5,6‐Dichloro‐1‐(β‐d‐ribofuranosyl)benzimidazole (DiCl‐RB) is a powerful inhibitor of casein kinase‐2 (CK‐2) [Zandomeni, R. et al. (1986) J. Biol. Chem. 261, 3414–3420]. Here a series of 17 analogues of DiCl‐RB has been employed for studying the specificity and the mode of action of this family of CK‐2 inhibitors. The two halogen substituents on the benzene ring are shown to play a prominent role in inhibition, the 5,6‐dibromo derivative (DiBr‐RB) being fivefold more effective than DiCl‐RB (K_i= 2 μ M cf. 10 μ M, with GTP as substrate), whereas the difluoro derivative (DiF‐RB) is nearly as ineffective as unsubstituted 1‐(β‐d‐ribofuranosyl)benzimidazole.

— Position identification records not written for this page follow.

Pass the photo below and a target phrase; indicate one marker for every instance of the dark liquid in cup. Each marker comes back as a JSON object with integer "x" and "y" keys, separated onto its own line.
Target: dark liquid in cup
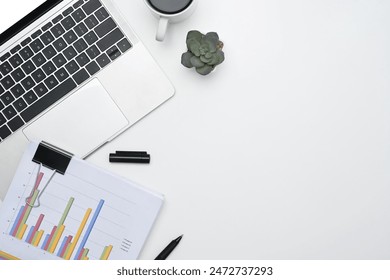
{"x": 170, "y": 6}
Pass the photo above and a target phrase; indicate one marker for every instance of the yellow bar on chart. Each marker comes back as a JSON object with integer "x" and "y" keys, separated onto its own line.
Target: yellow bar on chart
{"x": 78, "y": 234}
{"x": 57, "y": 237}
{"x": 6, "y": 256}
{"x": 21, "y": 231}
{"x": 37, "y": 238}
{"x": 106, "y": 252}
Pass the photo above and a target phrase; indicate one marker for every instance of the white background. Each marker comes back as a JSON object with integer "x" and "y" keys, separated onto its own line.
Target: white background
{"x": 282, "y": 152}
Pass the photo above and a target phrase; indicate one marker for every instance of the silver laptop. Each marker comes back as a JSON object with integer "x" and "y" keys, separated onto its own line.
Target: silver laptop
{"x": 73, "y": 74}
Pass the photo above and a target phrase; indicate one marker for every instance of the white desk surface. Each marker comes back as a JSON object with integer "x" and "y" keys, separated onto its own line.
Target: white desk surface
{"x": 283, "y": 151}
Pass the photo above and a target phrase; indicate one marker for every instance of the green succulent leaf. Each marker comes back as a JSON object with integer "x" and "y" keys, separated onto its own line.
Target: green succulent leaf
{"x": 205, "y": 70}
{"x": 194, "y": 46}
{"x": 186, "y": 59}
{"x": 212, "y": 35}
{"x": 218, "y": 58}
{"x": 205, "y": 59}
{"x": 196, "y": 62}
{"x": 194, "y": 34}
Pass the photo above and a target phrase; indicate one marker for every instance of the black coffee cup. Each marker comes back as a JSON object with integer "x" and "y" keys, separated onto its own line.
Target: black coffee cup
{"x": 170, "y": 11}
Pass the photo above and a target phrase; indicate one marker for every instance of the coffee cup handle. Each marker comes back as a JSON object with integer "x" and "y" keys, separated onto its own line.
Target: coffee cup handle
{"x": 162, "y": 29}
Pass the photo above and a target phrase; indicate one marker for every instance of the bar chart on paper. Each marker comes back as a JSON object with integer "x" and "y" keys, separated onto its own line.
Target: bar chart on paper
{"x": 69, "y": 217}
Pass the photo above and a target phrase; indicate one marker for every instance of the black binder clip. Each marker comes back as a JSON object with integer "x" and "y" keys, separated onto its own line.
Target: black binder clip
{"x": 50, "y": 157}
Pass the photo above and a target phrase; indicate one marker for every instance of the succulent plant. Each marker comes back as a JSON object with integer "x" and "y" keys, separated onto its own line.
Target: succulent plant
{"x": 204, "y": 52}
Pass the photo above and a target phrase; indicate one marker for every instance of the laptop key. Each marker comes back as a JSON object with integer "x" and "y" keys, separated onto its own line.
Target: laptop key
{"x": 70, "y": 37}
{"x": 5, "y": 68}
{"x": 78, "y": 4}
{"x": 5, "y": 57}
{"x": 3, "y": 120}
{"x": 47, "y": 26}
{"x": 36, "y": 45}
{"x": 57, "y": 19}
{"x": 49, "y": 52}
{"x": 28, "y": 67}
{"x": 113, "y": 53}
{"x": 51, "y": 82}
{"x": 49, "y": 68}
{"x": 90, "y": 38}
{"x": 110, "y": 39}
{"x": 91, "y": 6}
{"x": 81, "y": 76}
{"x": 92, "y": 68}
{"x": 61, "y": 74}
{"x": 70, "y": 52}
{"x": 7, "y": 98}
{"x": 38, "y": 60}
{"x": 20, "y": 105}
{"x": 28, "y": 83}
{"x": 78, "y": 15}
{"x": 80, "y": 45}
{"x": 102, "y": 14}
{"x": 17, "y": 91}
{"x": 103, "y": 60}
{"x": 57, "y": 30}
{"x": 18, "y": 75}
{"x": 72, "y": 67}
{"x": 36, "y": 34}
{"x": 15, "y": 123}
{"x": 91, "y": 22}
{"x": 68, "y": 22}
{"x": 47, "y": 38}
{"x": 105, "y": 27}
{"x": 7, "y": 82}
{"x": 26, "y": 41}
{"x": 15, "y": 49}
{"x": 16, "y": 60}
{"x": 68, "y": 11}
{"x": 38, "y": 76}
{"x": 26, "y": 53}
{"x": 59, "y": 60}
{"x": 4, "y": 132}
{"x": 60, "y": 44}
{"x": 30, "y": 97}
{"x": 40, "y": 90}
{"x": 93, "y": 52}
{"x": 47, "y": 100}
{"x": 9, "y": 112}
{"x": 82, "y": 59}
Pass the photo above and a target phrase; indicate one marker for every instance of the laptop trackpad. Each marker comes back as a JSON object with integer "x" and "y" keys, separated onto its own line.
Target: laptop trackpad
{"x": 81, "y": 123}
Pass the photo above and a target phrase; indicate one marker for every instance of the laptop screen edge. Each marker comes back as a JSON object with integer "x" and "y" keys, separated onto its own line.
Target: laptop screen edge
{"x": 27, "y": 20}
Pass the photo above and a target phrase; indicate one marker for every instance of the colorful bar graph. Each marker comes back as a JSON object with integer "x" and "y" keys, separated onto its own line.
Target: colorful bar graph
{"x": 60, "y": 228}
{"x": 6, "y": 256}
{"x": 78, "y": 234}
{"x": 36, "y": 227}
{"x": 106, "y": 252}
{"x": 89, "y": 229}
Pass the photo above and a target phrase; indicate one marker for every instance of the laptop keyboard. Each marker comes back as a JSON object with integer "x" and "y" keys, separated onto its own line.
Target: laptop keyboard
{"x": 56, "y": 59}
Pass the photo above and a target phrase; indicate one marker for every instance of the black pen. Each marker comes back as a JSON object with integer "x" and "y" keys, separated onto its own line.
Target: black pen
{"x": 165, "y": 253}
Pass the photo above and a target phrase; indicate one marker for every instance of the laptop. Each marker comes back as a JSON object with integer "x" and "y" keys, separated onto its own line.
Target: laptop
{"x": 73, "y": 74}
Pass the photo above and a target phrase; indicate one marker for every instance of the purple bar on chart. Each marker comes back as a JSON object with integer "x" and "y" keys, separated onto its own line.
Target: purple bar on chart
{"x": 68, "y": 240}
{"x": 50, "y": 238}
{"x": 45, "y": 241}
{"x": 36, "y": 227}
{"x": 62, "y": 246}
{"x": 89, "y": 229}
{"x": 18, "y": 218}
{"x": 30, "y": 234}
{"x": 19, "y": 222}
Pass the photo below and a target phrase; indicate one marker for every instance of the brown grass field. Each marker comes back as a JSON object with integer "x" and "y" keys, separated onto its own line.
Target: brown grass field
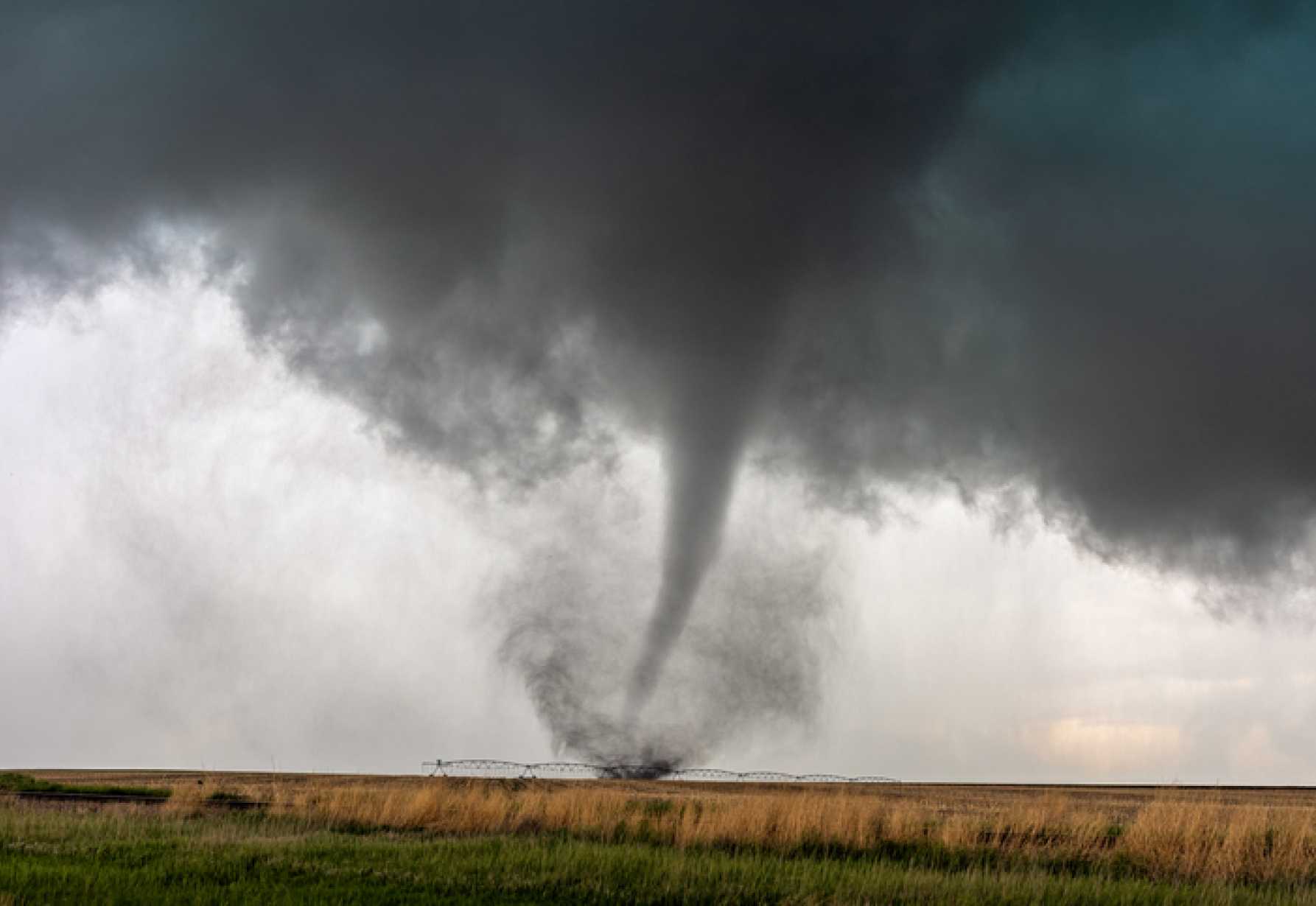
{"x": 1200, "y": 834}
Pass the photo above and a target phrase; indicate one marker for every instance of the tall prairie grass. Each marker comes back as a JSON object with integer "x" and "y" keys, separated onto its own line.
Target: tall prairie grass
{"x": 1208, "y": 835}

On the other hand, although some modifications of the ribose group significantly decrease the inhibitory efficiency, the sugar moiety is not strictly required, since dichlorobenzimidazole itself (DiCl‐Bz) is an inhibitor almost as good as DiCl‐RB. Inhibition of CK‐2 by DiCl‐RB and by its analogues, DiCl‐Bz included, is of the competitive type with respect to the nucleotide substrate, the K_i values being lower with GTP than with ATP. The K_i values of the most potent inhibitor, DiBr‐RB, with ATP and GTP, are 6 μ M and 2 μ M, respectively, denoting an affinity for the enzyme higher than that of the physiological substrates, ATP and GTP. DiBr‐RB has been assayed for its inhibitory capacity toward several protein kinase other than CK‐2. Protein kinase‐C, cAMP‐dependent protein kinase, the Ser/Thr protein kinase expressed by Pseudorabies virus, and four different tyrosine protein kinases from spleen, proved insensitive to DiBr‐RB concentrations capable of almost entirely suppressing the activity of rat liver and maize seedling CK‐2. Casein kinase‐1 however is nearly as sensitive as CK‐2 to DiBr‐RB. Inhibition of CK‐1 is also of the competitive type with respect to ATP (K_i= 14 μ M). Although the inhibitory spectrum of CK‐1 by the various analogues is reminiscent of that observed with CK‐2, a remarkable difference is revealed by 5′‐phosphorylation of ribose which increases the K_i with CK‐2 while decreasing that with CK‐1.